ISC17 Tutorial

Large-scale numerical simulations, observations and experiments are generating very large datasets that are difficult to analyze, store and transfer. This problem will be exacerbated for future generations of systems. Data compression is an attractive and efficient technique to significantly reduce the size of scientific datasets while being rather agnostic to the applications. This tutorial reviews the state of the art in lossless and lossy compression of scientific datasets, discusses in detail one lossless (FPZIP) and two lossy compressors (SZ and ZFP), introduces compression error assessment metrics and offers a hands on session allowing participants to use SZ, FPZIP and ZFP as well as Z-checker, a tool to comprehensively assess the compression error. The tutorial addresses the following questions: Why compression, and in particular lossy compression? How does compression work? How measure and control the compression error? What is under the hood of some of the best compressors for scientific datasets? The tutorial uses examples of real world compressors and scientific datasets to illustrate the different compression techniques and their performance. The tutorial is given by two of the leading teams in this domain and targets an audience of beginners and advanced researchers and practitioners in scientific computing and data analytics.

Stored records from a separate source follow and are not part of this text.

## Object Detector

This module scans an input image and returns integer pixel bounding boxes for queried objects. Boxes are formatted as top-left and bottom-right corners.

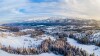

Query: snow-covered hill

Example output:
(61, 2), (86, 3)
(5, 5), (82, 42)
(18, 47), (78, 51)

(67, 38), (100, 56)
(0, 33), (55, 48)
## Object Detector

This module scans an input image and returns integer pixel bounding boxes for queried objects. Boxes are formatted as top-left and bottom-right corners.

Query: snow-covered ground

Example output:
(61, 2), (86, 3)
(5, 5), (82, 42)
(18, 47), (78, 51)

(0, 34), (55, 48)
(1, 27), (100, 56)
(91, 32), (100, 41)
(20, 29), (35, 32)
(0, 50), (62, 56)
(67, 38), (100, 56)
(0, 30), (60, 56)
(45, 26), (100, 56)
(72, 30), (100, 42)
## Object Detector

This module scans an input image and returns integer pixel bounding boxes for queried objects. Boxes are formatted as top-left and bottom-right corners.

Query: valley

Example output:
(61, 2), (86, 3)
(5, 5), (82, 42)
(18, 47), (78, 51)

(0, 18), (100, 56)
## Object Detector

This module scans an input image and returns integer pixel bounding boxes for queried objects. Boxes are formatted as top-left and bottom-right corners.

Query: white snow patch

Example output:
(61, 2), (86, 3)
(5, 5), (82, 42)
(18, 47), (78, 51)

(20, 29), (35, 32)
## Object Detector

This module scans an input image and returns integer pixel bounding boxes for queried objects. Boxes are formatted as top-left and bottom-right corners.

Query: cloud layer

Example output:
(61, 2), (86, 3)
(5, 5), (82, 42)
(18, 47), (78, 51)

(0, 0), (100, 23)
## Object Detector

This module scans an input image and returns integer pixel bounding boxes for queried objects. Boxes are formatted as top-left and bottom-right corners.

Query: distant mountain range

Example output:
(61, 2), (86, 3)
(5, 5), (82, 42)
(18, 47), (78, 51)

(1, 17), (98, 28)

Content Level: 60% beginner, 30% intermediate, 10% advanced

Targeted Audience: This tutorial is for researchers, students and users of high performance computing interested in lossy compression techniques to reduce the size of their datasets: Researchers and students involved in research using or developing new data reduction techniques ; Users of scientific simulations and instruments who require significant data reduction.

Prerequisites: Participants are supposed to bring their own laptop, running Linux or MAC OS X. No previous knowledge in compression or programming language is needed.